By The Curious Scribbler

Derelict buildings are invariably poignant, but particularly so when they retain the traces of domestic life, a palimpsest of their past occupants.

When I first moved to Wales and explored my neighbourhood I happened upon an isolated farm, Pengraig Draw up a stony track near the coast.  At some time,  years before, the entire end of the farmhouse had collapsed outwards, and there it stood, like a dolls house open to the elements.  The upstairs bedroom was still furnished with bed, chest of drawers and a old chaise longue, but the collapsed stairs and dangerously sloping floor prevented access.   The scene was reminiscent of  wartime bomb damage in the immediacy with which the the disaster must have occurred. It remain in this condition for many years, the furniture weathered by the rain.  Only quite recently was the old house rescued and renovated.  The end wall is now rebuilt and it is a tidy holiday letting property with a conservatory extension, and even a hot tub in the garden.  The romance of dereliction is but a memory.

Pengraig Draw, now a lavishly renewed holiday cottage

Pengraig Draw, now a lavishly renewed holiday cottage.  The end wall in this view lay collapsed for many years in the 1980s. http://www.aberystwythholidaycottages.co.uk/pengraig-draw-farmhouse/

A far more celebrated ruin is that of Thomas Johnes’ Hafod,  which was eventually dynamited by the Forestry Commission in 1957.  In fairness to the apparent vandalism of destroying an architectural gem,  it was, by this time in a sadly neglected state.  The last owner to live there, master builder and timber merchant W.G. Tarrant had died suddenly on Aberystwyth railway station in 1942 and  subsequent owners, also timber merchants did not live there, but stripped out everything of value for salvage sale.  There are bits and pieces of Hafod in houses and cottages all around the neighbourhood, purchased or scavenged in the last days of the house.

It is evocative then, to see photographs taken in 1957 by Edwin Smith, shortly before, or during,  the destruction of the house,  which are in the RIBA collections.
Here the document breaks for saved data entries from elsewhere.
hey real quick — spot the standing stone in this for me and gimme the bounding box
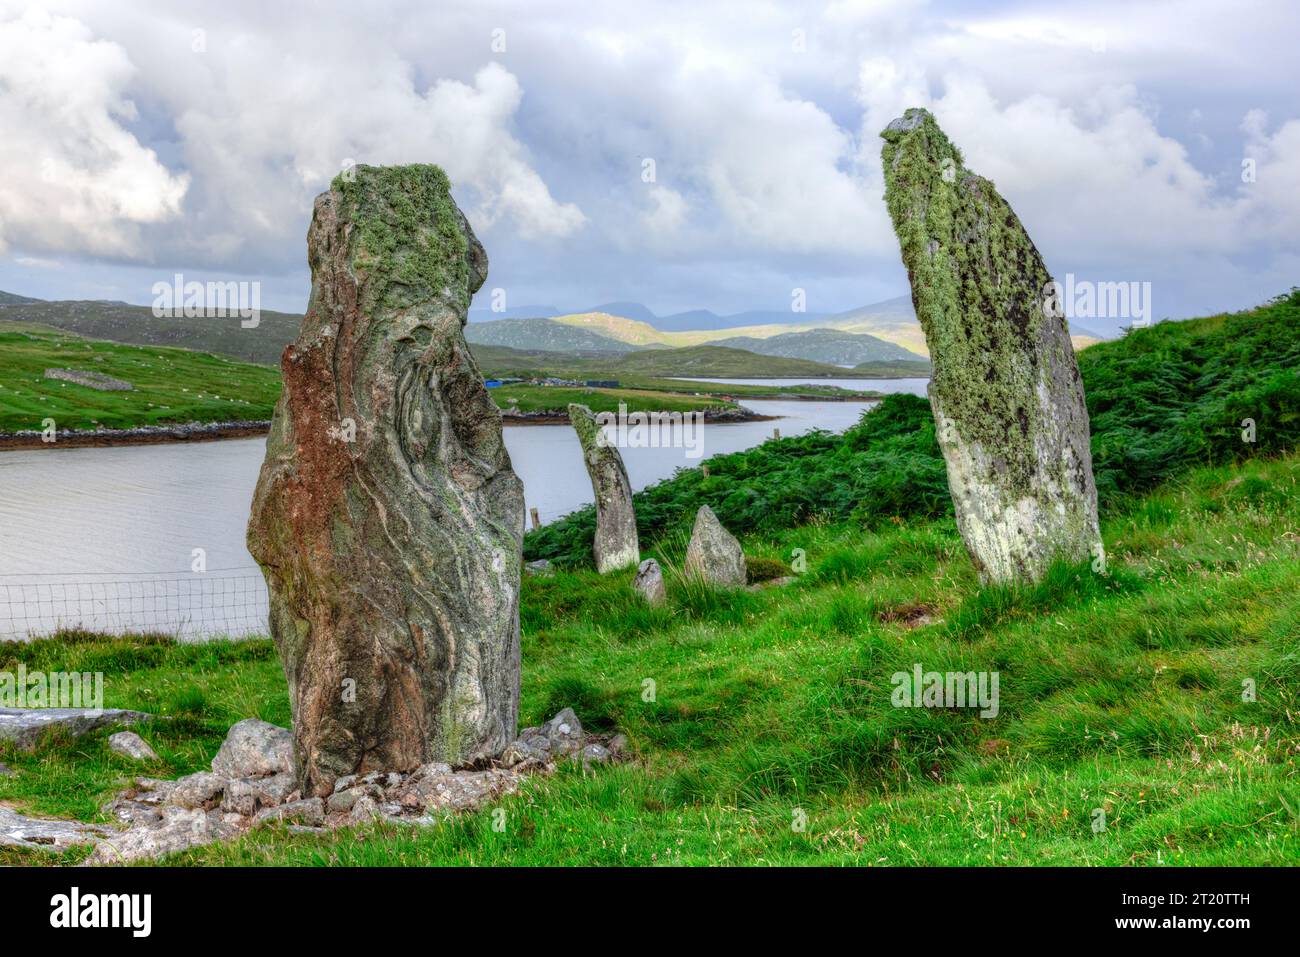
[247,164,525,797]
[632,558,666,605]
[683,505,746,587]
[568,403,640,572]
[880,108,1101,583]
The large and never-occupied Italianate wing built in the late 1840s by Anthony Salvin for the then owner Henry de Hoghton, is already a pile of rubble.
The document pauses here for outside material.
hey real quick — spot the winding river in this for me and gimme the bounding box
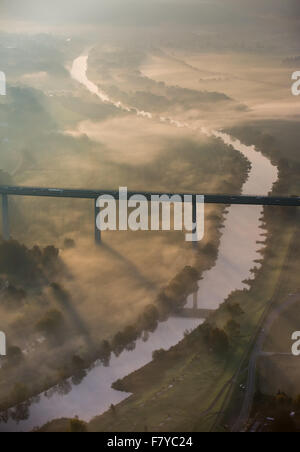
[0,54,278,432]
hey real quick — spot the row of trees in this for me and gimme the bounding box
[94,266,201,364]
[0,240,61,287]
Edwin Smith / RIBA Collections

Hafod, viewed from the southeast, partially demolished in 1957.  The Italianate wing is already destroyed.                                                                       Photo: Edwin Smith / RIBA Collections

Edwin Smith / RIBA Collections

Hafod, the facade of the house built by Thomas Baldwin of Bath for Thomas Johnes  in 1788. Edwin Smith / RIBA Collections

Most poignant of all is a view of the interior showing the ravages of pre-demolition  salvage. A handsome fireplace has been prised from the chimney breast, the Georgian door and door frame have been ripped out, some wooden shutters are propped across the doorway.  Yet above the former fireplace still hangs a large  oil painting of a landscape in a lavish gilt frame. The huge rip in the canvas explains its insignificance at this time. Though it would be romantic to think otherwise, the picture almost certainly was not a piece of Johnes’s property, more probably it was one of the fixtures belonging to the last serious owner, T.J. Waddingham who died age 98 in 1938.   But one still shudders to see it, not decently tidied away before the final destruction was commenced, but hanging on the wall as a reproach for all the misfortune which befell the house.
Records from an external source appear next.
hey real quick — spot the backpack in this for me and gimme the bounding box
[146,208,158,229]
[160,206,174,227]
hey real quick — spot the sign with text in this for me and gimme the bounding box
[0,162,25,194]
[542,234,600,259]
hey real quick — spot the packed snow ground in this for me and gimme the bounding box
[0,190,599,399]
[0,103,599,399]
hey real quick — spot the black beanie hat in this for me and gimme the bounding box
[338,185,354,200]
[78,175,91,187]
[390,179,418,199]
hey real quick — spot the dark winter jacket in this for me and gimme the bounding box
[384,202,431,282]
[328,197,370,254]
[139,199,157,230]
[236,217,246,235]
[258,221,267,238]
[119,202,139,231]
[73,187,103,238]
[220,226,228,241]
In the derelict Hafod mansion Edwin Smith / RIBA Collections

In the derelict Hafod mansion, a damaged oil painting still hangs on the wall in 1957               Photo Edwin Smith / RIBA Collections

 

Also in the collection are pictures of the architectural splendours now lost, including a detail of the domed roof the ante room to the side of the Octagon library, now ruptured  to the sky.

A view through the roof of the octagon library. Edwin Smith / RIBA Collections

Hafod.  A view through the roof of the ante room adjoining octagon library.                                                                    Photo:       Edwin Smith / RIBA Collections

Edwin Smith / RIBA Collections

Hafod. The garden terrace had been long neglected by 1957                                            Photo:Edwin Smith / RIBA Collections

 

The decaying steps leading from the former lawn, the broken windows and rubble of plaster on the floor are perhaps the best evidence that by 1957 Hafod was indeed very far gone.  Today the rubble is overgrown by trees.  Only the cellar remains, with a crust of broken wine bottles scattered below the wine racks, and a slew of rubble blocking the cellar steps.  A few years ago it was briefly possible to walk along these damp subterranean corridors, but the only inhabitants are bats and the makeshift entrance is barred by a sturdy gate to prevent risk to unwary explorers.

In the Hafod cellars 2006

In the Hafod cellars 2006

In the case of Pengraig Draw, the past has been totally obliterated by modernity.  At Hafod it remains hauntingly present.